Tot de invoering van de euro was de nationale munt van Spanje de peseta. De peseta was de officiële munteenheid van Spanje sinds de 19e eeuw en werd gebruikt in het hele land voor dagelijkse transacties.
De peseta was onderverdeeld in 100 centimos en werd uitgegeven door de Banco de España, de centrale bank van Spanje. De munt had verschillende denominaties, waaronder munten van 1, 5, 10, 25, 50, 100 en 500 pesetas, evenals bankbiljetten van 1000, 2000, 5000, 10000 en 20000 pesetas.
De peseta was een belangrijk onderdeel van de Spaanse economie en werd gebruikt voor zowel binnenlandse als internationale transacties. Het was een stabiele munt en werd over het algemeen goed geaccepteerd door de bevolking.

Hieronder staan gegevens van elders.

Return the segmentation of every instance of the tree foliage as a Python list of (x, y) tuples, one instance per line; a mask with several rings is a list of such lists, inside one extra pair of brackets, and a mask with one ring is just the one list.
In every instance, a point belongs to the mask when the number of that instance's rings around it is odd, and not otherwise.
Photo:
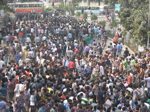
[(80, 12), (76, 12), (76, 14), (75, 14), (77, 17), (79, 17), (80, 16)]
[(99, 21), (99, 24), (100, 24), (101, 26), (104, 26), (104, 27), (105, 27), (106, 21)]
[(123, 27), (142, 44), (147, 42), (148, 36), (148, 3), (148, 0), (125, 0), (119, 12)]
[(97, 15), (95, 15), (95, 14), (92, 15), (92, 16), (91, 16), (91, 20), (97, 20)]
[(131, 38), (140, 40), (140, 43), (147, 42), (148, 32), (148, 5), (149, 0), (103, 0), (114, 6), (121, 4), (119, 17), (122, 26), (131, 33)]
[(83, 13), (82, 17), (84, 20), (86, 20), (87, 19), (87, 13)]

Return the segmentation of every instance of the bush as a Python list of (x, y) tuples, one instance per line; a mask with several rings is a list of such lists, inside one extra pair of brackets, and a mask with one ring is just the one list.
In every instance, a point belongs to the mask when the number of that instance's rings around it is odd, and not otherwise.
[(91, 16), (91, 20), (97, 20), (97, 16), (94, 14)]

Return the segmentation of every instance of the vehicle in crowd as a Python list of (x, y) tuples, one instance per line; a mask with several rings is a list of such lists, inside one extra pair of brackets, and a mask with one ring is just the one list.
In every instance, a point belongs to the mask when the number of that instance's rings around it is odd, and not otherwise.
[(31, 13), (31, 12), (43, 12), (43, 2), (17, 2), (8, 3), (10, 8), (13, 8), (16, 13)]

Echter, met de invoering van de euro als de gemeenschappelijke munt van de Europese Unie in 2002, werd de peseta vervangen en uit de circulatie gehaald. Spaanse burgers konden hun peseta’s nog een tijdje inwisselen voor euro’s bij banken en wisselkantoren, maar na een bepaalde periode werd dit niet meer mogelijk.
De invoering van de euro bracht veel voordelen met zich mee voor Spanje, zoals het vergemakkelijken van handel en reizen binnen de Europese Unie en het verminderen van valutarisico’s. De euro wordt nu gebruikt als de officiële munteenheid van Spanje en heeft de peseta volledig vervangen.
Hoewel de peseta nu slechts een herinnering is, blijft het een belangrijk onderdeel van de Spaanse geschiedenis en cultuur. Veel mensen bewaren nog steeds oude peseta’s als souvenirs of verzamelobjecten, en de munt wordt nog steeds herinnerd en gekoesterd door de Spaanse bevolking.